Even in crude oil refining facilities, steam and water are often used in many units such as atmospheric distillation unit, naphtha hydrotreater unit, kerosene hydrotreater etc. These units produce sour water as a result of steam/ water coming in contact with sulphur products in the hydrocarbons. This sour water is also then sent to sour water stripper columns for H2S removal. The H2S removed is sent to sulphur recovery unit to produces liquid sulphur.
Figure 1 - Typical PFD for a sour water stripper column
Typical process flow in a sour water stripping unit
Typically a sour water flow in crude oil processing facility or in a refinery is not steady. Sour water is gathered from a number of different sources and treated in a single column. For upstream oil production and storage facilities, the produced water comes along with crude oil in a pipeline. During pigging of these pipelines vast quantities of sour water are produced in the slug catcher, which may far exceed the sour water stripper flow handling capacity. Hence a buffer vessel is generally provided upstream to the stripper column to accommodate extra sour water quantities in case of a peak e.g. pigging.
Sour water from buffer vessel is sent to the sour water stripper column under level control. In case the flow to the column sees major fluctuations which may frequently disturb the column operation, flow control valve on the column inlet water line can be used with a cascading signal from buffer vessel level control. Gases flashed in the buffer vessel can be flared or sent to the sulphur recovery unit, if they are rich in H2S.
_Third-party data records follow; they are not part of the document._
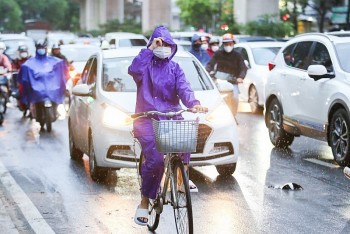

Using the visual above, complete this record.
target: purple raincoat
[128,26,200,199]
[18,53,67,105]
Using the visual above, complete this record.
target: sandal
[134,206,148,226]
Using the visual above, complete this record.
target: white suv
[265,33,350,166]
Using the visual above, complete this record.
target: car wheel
[215,163,237,176]
[266,99,294,148]
[89,138,108,182]
[329,109,350,166]
[248,85,263,114]
[68,123,84,160]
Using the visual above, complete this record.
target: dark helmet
[35,39,47,49]
[51,43,61,50]
[17,45,28,53]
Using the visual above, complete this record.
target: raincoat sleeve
[176,65,200,108]
[128,49,153,84]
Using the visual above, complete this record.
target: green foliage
[244,15,295,37]
[0,0,23,32]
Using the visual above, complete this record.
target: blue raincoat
[128,26,200,199]
[18,53,68,105]
[189,34,211,66]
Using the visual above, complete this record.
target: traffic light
[281,14,290,21]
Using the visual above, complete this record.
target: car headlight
[102,106,132,128]
[205,102,232,124]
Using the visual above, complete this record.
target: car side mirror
[307,65,335,81]
[72,84,92,97]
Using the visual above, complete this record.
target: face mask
[20,52,28,58]
[211,46,219,52]
[153,46,171,59]
[37,49,46,55]
[201,44,208,50]
[224,46,233,53]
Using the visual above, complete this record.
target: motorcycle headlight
[205,103,233,124]
[102,106,132,128]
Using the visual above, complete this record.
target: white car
[265,33,350,166]
[68,48,239,180]
[235,41,284,113]
[105,32,148,49]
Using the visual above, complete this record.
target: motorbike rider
[18,39,67,130]
[11,45,30,117]
[0,41,12,72]
[189,34,210,66]
[206,33,248,117]
[207,37,220,57]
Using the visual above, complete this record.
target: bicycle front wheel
[170,159,193,234]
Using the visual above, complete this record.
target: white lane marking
[304,158,340,168]
[0,161,55,234]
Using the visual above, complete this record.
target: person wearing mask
[11,45,30,117]
[189,34,210,66]
[206,33,247,117]
[18,39,67,130]
[0,41,12,72]
[128,26,208,226]
[207,37,220,57]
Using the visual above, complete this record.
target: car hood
[103,89,223,114]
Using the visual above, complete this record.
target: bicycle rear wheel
[170,159,193,234]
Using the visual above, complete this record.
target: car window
[335,42,350,73]
[81,59,93,84]
[102,57,214,92]
[293,41,313,70]
[87,58,97,85]
[252,47,280,65]
[119,39,147,47]
[282,44,296,67]
[310,42,333,72]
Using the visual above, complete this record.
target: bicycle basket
[152,119,199,153]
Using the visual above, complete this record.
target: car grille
[195,124,212,153]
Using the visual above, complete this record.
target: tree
[0,0,23,32]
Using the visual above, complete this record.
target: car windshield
[252,47,281,65]
[119,39,147,47]
[335,43,350,73]
[102,57,214,92]
[61,46,100,62]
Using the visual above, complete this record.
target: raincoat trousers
[128,26,200,199]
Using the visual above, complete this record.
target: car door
[72,58,94,150]
[79,57,97,152]
[280,41,313,120]
[300,42,336,128]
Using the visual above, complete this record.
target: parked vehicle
[265,33,350,166]
[105,32,148,49]
[235,41,284,113]
[68,48,239,178]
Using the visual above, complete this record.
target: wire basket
[152,119,199,153]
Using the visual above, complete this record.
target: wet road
[0,105,350,233]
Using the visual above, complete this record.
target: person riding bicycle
[128,26,208,225]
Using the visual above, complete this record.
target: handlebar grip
[131,112,145,119]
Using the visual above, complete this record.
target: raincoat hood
[147,25,177,60]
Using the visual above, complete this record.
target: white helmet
[0,41,6,50]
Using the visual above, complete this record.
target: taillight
[269,62,276,71]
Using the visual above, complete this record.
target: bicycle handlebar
[131,108,197,120]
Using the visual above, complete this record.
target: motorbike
[31,99,57,132]
[0,67,10,125]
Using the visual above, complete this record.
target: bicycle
[131,109,199,233]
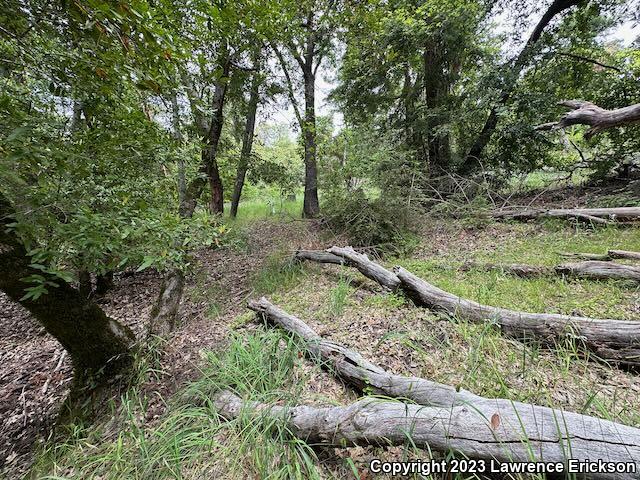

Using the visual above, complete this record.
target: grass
[32,331,336,480]
[225,195,302,226]
[250,251,305,296]
[327,276,353,318]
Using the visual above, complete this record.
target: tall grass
[31,331,320,480]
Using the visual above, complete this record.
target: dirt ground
[0,221,328,478]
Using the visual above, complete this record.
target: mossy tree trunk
[0,198,135,378]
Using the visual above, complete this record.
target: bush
[323,189,418,255]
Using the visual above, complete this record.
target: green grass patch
[32,331,330,480]
[250,251,305,295]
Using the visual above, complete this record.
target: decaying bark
[536,100,640,139]
[147,269,185,336]
[302,247,640,367]
[608,250,640,260]
[459,0,586,175]
[0,195,135,380]
[294,250,347,265]
[461,260,640,282]
[248,298,480,407]
[327,246,400,290]
[394,267,640,367]
[214,391,640,479]
[460,261,553,278]
[493,207,640,223]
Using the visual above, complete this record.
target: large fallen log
[298,247,640,367]
[493,207,640,223]
[394,267,640,367]
[248,297,480,406]
[560,250,640,262]
[460,261,640,282]
[294,246,400,290]
[214,391,640,479]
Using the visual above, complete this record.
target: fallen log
[298,247,640,367]
[459,261,552,278]
[214,391,640,479]
[295,246,400,290]
[248,297,480,407]
[608,250,640,260]
[493,207,640,223]
[460,260,640,282]
[394,267,640,367]
[560,250,640,262]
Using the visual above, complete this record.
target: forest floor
[0,178,640,479]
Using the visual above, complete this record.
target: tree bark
[231,57,262,218]
[214,391,640,479]
[298,247,640,367]
[608,250,640,260]
[302,65,320,218]
[459,0,584,175]
[395,267,640,367]
[327,246,400,291]
[461,261,640,282]
[0,198,135,379]
[536,100,640,140]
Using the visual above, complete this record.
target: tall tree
[231,49,263,218]
[459,0,586,174]
[271,0,337,218]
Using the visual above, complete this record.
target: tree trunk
[249,298,640,474]
[536,100,640,140]
[302,67,320,218]
[214,391,640,480]
[248,298,481,407]
[0,198,135,378]
[202,53,231,214]
[460,261,640,282]
[458,0,584,175]
[231,62,261,218]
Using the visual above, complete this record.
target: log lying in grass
[461,261,640,282]
[214,391,640,479]
[248,297,480,407]
[460,261,553,278]
[493,207,640,223]
[554,261,640,282]
[295,247,400,290]
[560,250,640,262]
[394,267,640,367]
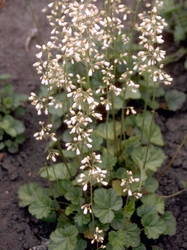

The stripper column may use either steam or fuel gas to strip off the H2S dissolved in water. Water is introduced from top of the packing or trays section and steam/fuel gas flows upwards from the bottom of the trays/packing section as shown in the typical PFD in figure-1. Contact between water and vapor phase allows transfer of H2S from water to the gas phase (steam or fuel gas). Gases rich in H2S are removed from the top of the column and treated water is taken out from the bottom of the column, under level control for the liquid level of the bottom section of stripper column.
If steam is used in the stripper column for removing H2S, then overhead condenser and reflux drum are required at the top outlet of the column as shown in typical PFD in figure-1. The vapor outlet line of the stripper column is also equipped with a pressure control valve to maintain the sour water stripper column overhead pressure. Steam used can be either taken directly from the utility steam and sent to column or the treated water from bottom of the column can be sent to a reboiler to produce steam which is circulated back to the column for H2S removal.
If fuel gas is used instead of steam to remove H2S, reboilers, condensers, reflux drums etc. are not required. But the gases from column overhead outlet have a high hydrocarbon content.
An analyzer is installed to detect the H2S content in the sour water stripper outlet. This analyzer generally transmits signal to the control room and steam/fuel gas flow can be adjusted from the control room in order keep the H2S content in treated water well below the allowable H2S content limit. Alternatively, a controller can be used to directly throttle the steam/fuel gas flow based on a setpoint of H2S content in the treated water.